In Warren v. Britton, supra, at page 23, it was said: “In the case at bar we are of opinion that the fees or salaries of county treasurers, the officers charged by the law with the collection of taxes, are matters properly connected with the subject of ‘ An act concerning taxation;’ and that the closing sentence of section 251 of the act fixing the fees of such officers for collection of delinquent taxes, is a constitutional and valid enactment.”
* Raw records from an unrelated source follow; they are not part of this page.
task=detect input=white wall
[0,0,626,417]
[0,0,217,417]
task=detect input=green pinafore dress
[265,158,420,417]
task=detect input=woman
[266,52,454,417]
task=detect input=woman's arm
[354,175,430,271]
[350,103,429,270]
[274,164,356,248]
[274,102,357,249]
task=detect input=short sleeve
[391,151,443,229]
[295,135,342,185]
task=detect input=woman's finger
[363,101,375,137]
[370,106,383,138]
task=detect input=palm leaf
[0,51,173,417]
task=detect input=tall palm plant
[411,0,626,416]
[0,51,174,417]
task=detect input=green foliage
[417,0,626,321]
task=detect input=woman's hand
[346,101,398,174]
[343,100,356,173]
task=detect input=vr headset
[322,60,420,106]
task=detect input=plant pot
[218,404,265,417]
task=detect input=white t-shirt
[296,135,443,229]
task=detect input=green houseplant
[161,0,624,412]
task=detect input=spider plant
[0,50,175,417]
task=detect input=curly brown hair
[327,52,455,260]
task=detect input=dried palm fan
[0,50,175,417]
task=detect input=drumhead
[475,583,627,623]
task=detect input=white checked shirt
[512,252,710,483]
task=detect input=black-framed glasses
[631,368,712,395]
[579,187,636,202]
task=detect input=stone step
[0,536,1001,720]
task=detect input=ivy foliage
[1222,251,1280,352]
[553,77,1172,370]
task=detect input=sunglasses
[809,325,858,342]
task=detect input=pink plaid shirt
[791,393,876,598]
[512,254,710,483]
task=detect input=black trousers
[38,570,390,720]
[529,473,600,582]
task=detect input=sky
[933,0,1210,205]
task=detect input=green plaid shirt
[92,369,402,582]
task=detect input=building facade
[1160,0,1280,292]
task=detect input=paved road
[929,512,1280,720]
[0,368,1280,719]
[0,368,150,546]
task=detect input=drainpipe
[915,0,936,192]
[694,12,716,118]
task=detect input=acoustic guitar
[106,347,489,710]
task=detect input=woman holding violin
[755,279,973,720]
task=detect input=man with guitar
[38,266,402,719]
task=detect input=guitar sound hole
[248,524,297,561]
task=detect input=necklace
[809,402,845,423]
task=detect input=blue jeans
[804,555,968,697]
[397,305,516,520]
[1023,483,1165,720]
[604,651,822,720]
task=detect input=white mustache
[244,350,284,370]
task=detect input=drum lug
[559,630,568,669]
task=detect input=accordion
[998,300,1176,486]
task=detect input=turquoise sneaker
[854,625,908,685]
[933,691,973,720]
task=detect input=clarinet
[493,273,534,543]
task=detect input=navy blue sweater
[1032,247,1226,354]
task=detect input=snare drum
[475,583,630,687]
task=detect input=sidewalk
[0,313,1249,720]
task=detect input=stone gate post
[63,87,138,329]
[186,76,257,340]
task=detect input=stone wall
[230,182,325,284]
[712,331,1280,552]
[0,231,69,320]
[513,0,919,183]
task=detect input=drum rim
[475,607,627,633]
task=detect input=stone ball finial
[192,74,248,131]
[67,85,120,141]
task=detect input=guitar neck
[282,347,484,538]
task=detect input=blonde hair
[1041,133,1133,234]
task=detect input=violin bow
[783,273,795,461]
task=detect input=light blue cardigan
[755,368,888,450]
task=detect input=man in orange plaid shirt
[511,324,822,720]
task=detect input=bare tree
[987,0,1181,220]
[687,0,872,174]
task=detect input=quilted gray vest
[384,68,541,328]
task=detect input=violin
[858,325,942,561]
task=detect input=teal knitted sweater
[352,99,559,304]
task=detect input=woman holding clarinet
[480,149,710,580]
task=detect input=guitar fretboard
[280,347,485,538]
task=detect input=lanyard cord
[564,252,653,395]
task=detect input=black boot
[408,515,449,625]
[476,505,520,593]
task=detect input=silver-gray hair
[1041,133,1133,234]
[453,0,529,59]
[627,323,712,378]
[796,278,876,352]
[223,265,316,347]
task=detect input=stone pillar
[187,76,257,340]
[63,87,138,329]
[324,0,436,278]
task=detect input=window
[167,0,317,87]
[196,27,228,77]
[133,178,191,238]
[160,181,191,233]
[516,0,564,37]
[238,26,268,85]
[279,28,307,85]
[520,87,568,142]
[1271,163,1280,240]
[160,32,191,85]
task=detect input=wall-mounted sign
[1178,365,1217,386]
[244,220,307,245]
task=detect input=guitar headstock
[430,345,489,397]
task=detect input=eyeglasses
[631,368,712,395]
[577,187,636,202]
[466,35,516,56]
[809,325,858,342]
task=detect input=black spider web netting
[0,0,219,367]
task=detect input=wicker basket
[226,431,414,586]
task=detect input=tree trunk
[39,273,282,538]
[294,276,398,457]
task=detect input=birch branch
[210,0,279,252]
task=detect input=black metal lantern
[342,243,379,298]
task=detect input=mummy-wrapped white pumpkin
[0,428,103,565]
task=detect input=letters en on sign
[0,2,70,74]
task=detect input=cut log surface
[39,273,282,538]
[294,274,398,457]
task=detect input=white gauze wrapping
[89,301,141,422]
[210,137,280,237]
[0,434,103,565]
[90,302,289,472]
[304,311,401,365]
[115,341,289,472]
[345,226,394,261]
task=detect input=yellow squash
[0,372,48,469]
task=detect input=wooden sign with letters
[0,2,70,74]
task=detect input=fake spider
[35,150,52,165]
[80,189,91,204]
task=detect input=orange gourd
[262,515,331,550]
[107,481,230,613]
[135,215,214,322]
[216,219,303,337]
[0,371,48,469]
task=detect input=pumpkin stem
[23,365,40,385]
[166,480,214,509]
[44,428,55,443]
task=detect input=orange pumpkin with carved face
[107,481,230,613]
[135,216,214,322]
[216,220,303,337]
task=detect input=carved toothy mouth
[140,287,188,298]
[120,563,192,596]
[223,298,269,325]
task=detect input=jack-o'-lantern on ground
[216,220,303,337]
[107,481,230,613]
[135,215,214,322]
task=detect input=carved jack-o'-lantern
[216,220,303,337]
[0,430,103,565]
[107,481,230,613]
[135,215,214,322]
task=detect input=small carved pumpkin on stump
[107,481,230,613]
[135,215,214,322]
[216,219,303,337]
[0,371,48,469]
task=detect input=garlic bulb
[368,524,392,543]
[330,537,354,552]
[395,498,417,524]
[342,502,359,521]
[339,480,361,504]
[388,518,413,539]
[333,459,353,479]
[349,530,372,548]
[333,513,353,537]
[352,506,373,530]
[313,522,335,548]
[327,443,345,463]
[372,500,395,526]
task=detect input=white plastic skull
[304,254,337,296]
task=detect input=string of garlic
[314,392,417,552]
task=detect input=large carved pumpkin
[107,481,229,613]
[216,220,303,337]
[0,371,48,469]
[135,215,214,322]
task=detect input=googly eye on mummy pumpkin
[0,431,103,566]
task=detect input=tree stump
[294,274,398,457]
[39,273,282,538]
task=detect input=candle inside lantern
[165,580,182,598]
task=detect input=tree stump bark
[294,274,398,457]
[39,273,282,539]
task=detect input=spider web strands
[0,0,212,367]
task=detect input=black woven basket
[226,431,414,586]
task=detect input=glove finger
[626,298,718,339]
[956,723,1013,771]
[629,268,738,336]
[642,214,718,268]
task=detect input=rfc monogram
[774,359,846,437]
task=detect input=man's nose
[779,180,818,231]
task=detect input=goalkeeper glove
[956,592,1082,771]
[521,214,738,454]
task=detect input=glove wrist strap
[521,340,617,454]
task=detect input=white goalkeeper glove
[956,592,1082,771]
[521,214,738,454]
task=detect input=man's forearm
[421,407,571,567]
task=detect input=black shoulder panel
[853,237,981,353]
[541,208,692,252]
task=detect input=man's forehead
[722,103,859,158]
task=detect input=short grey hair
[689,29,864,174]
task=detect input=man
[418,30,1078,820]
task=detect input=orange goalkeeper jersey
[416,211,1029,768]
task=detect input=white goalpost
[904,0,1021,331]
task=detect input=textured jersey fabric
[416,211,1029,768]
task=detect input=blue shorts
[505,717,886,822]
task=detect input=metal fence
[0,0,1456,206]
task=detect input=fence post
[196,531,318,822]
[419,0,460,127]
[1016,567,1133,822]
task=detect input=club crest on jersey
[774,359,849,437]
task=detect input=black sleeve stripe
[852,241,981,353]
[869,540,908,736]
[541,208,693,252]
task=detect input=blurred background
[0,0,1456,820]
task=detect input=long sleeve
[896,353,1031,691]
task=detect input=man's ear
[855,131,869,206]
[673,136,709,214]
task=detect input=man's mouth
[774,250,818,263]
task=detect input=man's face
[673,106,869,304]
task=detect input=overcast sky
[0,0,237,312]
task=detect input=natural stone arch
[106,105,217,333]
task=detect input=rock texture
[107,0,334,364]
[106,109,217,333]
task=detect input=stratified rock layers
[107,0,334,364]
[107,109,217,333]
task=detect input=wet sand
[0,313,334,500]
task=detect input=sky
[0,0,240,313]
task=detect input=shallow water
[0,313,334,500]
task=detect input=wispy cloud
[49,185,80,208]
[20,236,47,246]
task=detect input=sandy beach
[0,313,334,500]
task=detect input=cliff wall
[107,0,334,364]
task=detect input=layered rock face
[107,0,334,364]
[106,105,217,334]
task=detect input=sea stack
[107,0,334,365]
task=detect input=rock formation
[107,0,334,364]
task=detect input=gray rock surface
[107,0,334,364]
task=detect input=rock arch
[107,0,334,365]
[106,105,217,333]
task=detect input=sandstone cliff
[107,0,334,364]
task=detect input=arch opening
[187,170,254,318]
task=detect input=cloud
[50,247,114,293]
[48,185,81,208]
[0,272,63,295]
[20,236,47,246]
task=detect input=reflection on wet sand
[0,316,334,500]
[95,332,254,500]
The fee and salary law of 1879 contained a provision *186in relation to the publication of the delinquent list and the price thereof, and it was contended that the latter provision made the act embrace two subjects, and therefore void. It was said by this court of that statute that: “The act does not embrace two subjects. It makes provision for the performance of certain duties by public officers, and prescribes the compensation which shall be paid to officers or others rendering service to the public, in connection with public matters and official duties. Whatever is connected with official duty and is the subject of compensation from the public treasury, is within the act, and forms part of one general subject. * * * No provision of the constitution is invaded by gathering such provisions together in one general act. ” Bitters v. Board, etc., 81 Ind. 125 (127). To the same effect are: Benson, Admr., v. Christian, 129 Ind. 535 ; Farrell v. State, 45 Ind. 371; Thomasson v. State, 15 Ind. 449; Reams v. State, 23 Ind. 111; Bank, etc., v. City of New Albany, 11 Ind. 139 ; State, ex rel., v. Sullivan, 74 Ind. 121; City of Indianapolis v. Huegele, 115 Ind. 581; Hunter v. Burnsville, etc., Co., 56 Ind. 213; Walker v. Dunham, Sec’y of State, 17 Ind. 483; McCaslin v. State, ex rel., 44 Ind. 151.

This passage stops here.